Massif in Canadian Rockies

Ehagay Nakoda (/eɪˈhɑːgeɪ nə'koʊdə/ ay-HAH-gay-_-nə-KOH-də; Stoney Nakoda variants include Ehage Nakoda and Îhage Nakoda /sto/ (Note: There are several variants for the word for 'last' in Stoney Nakoda, including ehage and îhage. The English transcription ehagay seems to represent the ehage variant, but is somewhat ambiguous and therefore allows for both pronunciations.)) is a part of a multi-peaked massif located immediately south of the town of Canmore just east of the Spray Lakes road in Alberta's Canadian Rockies. The massif sports four subsidiary peaks. Ha Ling Peak is the northernmost. Miners Peak is south of that. South of Miners Peak is Mount Lawrence Grassi, tallest of the peaks. Southeast of that is Ship's Prow. The massif is separated from Mount Rundle by Whiteman's Gap to the northwest, and from The Three Sisters by Three Sisters Pass to the south.

==Name change==
Ehagay Nakoda was formerly named Mount Lawrence Grassi and Ha Ling Peak was named Chinaman's Peak. They were both renamed in 1998. Ehagay Nakoda comes from a Stoney Nakoda legend and means "The Last Nakoda," or the last human being. This traditional story tells of a Nakoda who was transformed into a mountain by Iktomni (Note: Îktomnî /sto/) (the Trickster, or the Old Man) so that they would remain on Earth long after human beings cease to inhabit it. The story was submitted by a local Stoney Nakoda Elder, Peter Lazarus Wesley, when Chinaman's Peak was to be renamed. But the decision was made to apply the Nakoda name to entire massif and rename Chinaman's Peak to Ha Ling Peak. To respect the memory of Lawrence Grassi and the former name of the mountain, the tallest peak was named Mount Lawrence Grassi.

==Named peaks==
===Ha Ling Peak===
This northernmost peak is named in honour of Ha Ling, a Chinese cook working for a mining camp. He bet coworkers fifty dollars that he could climb the mountain and return in less than ten hours. When he returned in five and a half hours, people doubted him so he led them up the mountain to where he had planted a small flag. He then left an even larger flag that could be seen from the nearby town of town of Canmore, Alberta. He is the first person known to have climbed to the summit of the peak.

=== Miners Peak ===
Miners Peak is the first peak south of Ha Ling Peak. It was named in honour of the mining community that once mine coal from the mountain. Though the name of the peak is often spelled as a possessive noun (Miner's Peak), this is incorrect.

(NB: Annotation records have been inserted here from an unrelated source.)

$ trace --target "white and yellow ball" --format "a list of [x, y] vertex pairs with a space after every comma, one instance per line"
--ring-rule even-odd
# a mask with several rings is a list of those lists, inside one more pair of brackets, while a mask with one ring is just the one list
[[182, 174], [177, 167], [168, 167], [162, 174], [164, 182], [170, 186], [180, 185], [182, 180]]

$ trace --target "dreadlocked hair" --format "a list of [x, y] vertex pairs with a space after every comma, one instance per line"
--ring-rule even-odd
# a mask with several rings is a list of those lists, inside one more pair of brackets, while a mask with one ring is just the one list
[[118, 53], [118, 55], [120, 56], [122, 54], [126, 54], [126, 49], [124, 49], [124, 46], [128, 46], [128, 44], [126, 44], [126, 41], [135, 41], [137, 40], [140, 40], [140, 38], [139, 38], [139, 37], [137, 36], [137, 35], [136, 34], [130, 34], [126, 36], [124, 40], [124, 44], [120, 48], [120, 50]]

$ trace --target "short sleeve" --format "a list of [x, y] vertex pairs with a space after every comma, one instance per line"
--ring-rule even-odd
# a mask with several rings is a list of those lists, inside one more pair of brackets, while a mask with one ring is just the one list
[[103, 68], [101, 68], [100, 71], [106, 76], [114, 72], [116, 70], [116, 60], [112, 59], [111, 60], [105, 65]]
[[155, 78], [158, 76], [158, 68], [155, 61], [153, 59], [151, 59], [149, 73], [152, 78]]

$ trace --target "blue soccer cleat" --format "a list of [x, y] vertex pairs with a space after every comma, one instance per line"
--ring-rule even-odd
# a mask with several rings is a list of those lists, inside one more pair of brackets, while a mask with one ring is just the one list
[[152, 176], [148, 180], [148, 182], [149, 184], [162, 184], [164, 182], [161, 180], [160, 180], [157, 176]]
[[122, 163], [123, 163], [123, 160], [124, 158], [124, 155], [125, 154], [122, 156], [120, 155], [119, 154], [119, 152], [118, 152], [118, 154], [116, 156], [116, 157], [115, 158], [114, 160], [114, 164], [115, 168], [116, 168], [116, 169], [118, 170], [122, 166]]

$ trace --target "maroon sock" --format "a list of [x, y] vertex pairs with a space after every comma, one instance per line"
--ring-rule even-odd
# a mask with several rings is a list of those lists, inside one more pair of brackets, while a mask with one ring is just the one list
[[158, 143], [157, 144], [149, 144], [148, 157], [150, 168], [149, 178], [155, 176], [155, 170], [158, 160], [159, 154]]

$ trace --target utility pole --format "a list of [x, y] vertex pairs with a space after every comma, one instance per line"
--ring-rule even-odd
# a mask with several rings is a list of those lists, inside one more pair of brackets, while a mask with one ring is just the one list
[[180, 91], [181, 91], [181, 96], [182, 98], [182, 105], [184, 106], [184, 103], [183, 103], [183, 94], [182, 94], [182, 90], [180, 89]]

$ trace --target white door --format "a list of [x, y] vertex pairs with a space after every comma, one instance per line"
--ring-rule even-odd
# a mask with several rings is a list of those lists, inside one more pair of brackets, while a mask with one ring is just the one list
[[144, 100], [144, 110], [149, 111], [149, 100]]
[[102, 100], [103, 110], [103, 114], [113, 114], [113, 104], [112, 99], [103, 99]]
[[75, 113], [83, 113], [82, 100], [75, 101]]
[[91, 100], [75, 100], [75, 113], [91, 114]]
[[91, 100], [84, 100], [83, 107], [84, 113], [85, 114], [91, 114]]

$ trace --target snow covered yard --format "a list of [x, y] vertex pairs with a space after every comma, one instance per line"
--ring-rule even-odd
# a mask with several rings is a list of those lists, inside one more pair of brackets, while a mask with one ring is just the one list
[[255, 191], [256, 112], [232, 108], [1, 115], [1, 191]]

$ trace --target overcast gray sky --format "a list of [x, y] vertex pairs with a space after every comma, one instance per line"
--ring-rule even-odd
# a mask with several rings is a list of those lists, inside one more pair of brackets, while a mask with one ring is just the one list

=== Mount Lawrence Grassi ===
The peak is next south from Miners Peak. It is named for Lawrence Grassi (1890–1980), an Italian miner who emigrated to Canada in 1912. After working with the Canadian Pacific Railway for several years he worked in the Canmore coal mines, Grassi also became a well-respected climbing guide as well as building many trails in the area, including one to the Grassi Lakes which also bear his name.

===Ship's Prow===
Ship's Prow is the southern-most peak of Ehagay Nakoda and is southeast of Mount Lawrence Grassi. It is named for its prominent, ship's prow-like appearance on the end of Ehagay Nakoda as seen from the nearby town of Canmore, Alberta.